Why Herpetologists Matter for Conservation
Amphibians are among the most threatened groups of animals on the planet. Over the past three decades, herpetologists have been at the center of documenting a global amphibian decline driven by habitat loss, a deadly fungal disease called chytrid, climate change, pollution, and invasive species. Their work has shaped how conservationists think about reserve design, habitat restoration, and the importance of maintaining connected landscapes so populations don’t become isolated and collapse.

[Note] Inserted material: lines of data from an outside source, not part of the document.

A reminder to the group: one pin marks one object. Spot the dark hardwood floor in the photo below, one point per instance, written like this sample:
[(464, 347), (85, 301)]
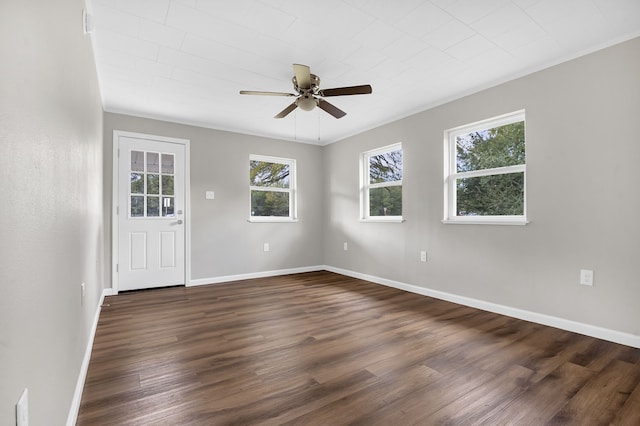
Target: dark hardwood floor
[(325, 349)]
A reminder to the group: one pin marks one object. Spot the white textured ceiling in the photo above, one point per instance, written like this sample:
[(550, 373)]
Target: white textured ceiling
[(186, 60)]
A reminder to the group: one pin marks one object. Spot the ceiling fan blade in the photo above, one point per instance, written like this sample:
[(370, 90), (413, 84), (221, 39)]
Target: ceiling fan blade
[(303, 76), (331, 109), (365, 89), (252, 92), (286, 111)]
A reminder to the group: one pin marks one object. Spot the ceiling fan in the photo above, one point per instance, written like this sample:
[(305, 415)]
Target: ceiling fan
[(310, 95)]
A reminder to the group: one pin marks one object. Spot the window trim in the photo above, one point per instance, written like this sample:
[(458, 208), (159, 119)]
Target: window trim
[(292, 190), (451, 176), (365, 186)]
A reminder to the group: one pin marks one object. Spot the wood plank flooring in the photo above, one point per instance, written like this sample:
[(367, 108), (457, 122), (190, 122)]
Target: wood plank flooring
[(324, 349)]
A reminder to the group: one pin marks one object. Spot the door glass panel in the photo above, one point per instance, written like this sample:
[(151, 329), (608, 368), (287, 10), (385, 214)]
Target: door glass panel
[(137, 206), (137, 161), (167, 185), (153, 184), (168, 207), (153, 162), (137, 183), (153, 206), (167, 164)]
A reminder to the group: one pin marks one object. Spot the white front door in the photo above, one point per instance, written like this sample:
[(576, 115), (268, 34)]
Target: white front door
[(150, 212)]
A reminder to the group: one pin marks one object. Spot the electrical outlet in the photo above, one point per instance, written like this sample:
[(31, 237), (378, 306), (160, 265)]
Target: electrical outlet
[(586, 277), (22, 409)]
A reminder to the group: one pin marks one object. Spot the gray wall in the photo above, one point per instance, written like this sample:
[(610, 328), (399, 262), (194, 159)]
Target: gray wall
[(583, 151), (223, 242), (51, 237)]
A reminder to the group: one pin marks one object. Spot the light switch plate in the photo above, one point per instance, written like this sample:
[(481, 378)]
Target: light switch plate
[(586, 277)]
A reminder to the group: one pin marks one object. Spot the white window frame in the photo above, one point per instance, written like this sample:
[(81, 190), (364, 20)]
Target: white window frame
[(291, 190), (451, 176), (365, 186)]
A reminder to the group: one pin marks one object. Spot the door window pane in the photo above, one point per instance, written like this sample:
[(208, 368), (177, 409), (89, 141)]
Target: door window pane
[(137, 161), (137, 206), (153, 165), (153, 184), (167, 164), (167, 185), (137, 183), (168, 207), (153, 206)]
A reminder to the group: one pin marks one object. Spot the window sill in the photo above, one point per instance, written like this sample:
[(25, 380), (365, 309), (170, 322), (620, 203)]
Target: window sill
[(271, 220), (486, 221), (395, 219)]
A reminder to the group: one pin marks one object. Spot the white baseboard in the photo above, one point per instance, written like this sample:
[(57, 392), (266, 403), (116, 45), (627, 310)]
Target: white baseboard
[(264, 274), (77, 395), (561, 323)]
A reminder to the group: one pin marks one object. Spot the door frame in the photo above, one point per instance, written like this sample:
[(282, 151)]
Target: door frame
[(114, 201)]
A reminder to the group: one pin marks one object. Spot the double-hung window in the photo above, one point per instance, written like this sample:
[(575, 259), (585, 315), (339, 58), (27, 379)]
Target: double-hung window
[(485, 171), (381, 184), (272, 185)]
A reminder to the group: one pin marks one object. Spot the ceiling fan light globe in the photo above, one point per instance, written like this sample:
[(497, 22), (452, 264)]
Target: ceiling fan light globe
[(306, 103)]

Reptiles face their own pressures, including habitat destruction, road mortality, illegal collection for the pet trade, and persecution driven by fear. Herpetologists provide the population data and ecological understanding that underpin conservation plans for species like gopher tortoises, indigo snakes, and sea turtles. Some are also involved in head-starting programs, where eggs or juveniles are raised in protected settings and released once they’re large enough to have a better chance of survival.
Increasingly, herpetologists are working to integrate traditional indigenous knowledge with Western scientific methods to improve conservation outcomes, recognizing that local and indigenous communities often hold generations of ecological understanding about reptile and amphibian species in their regions.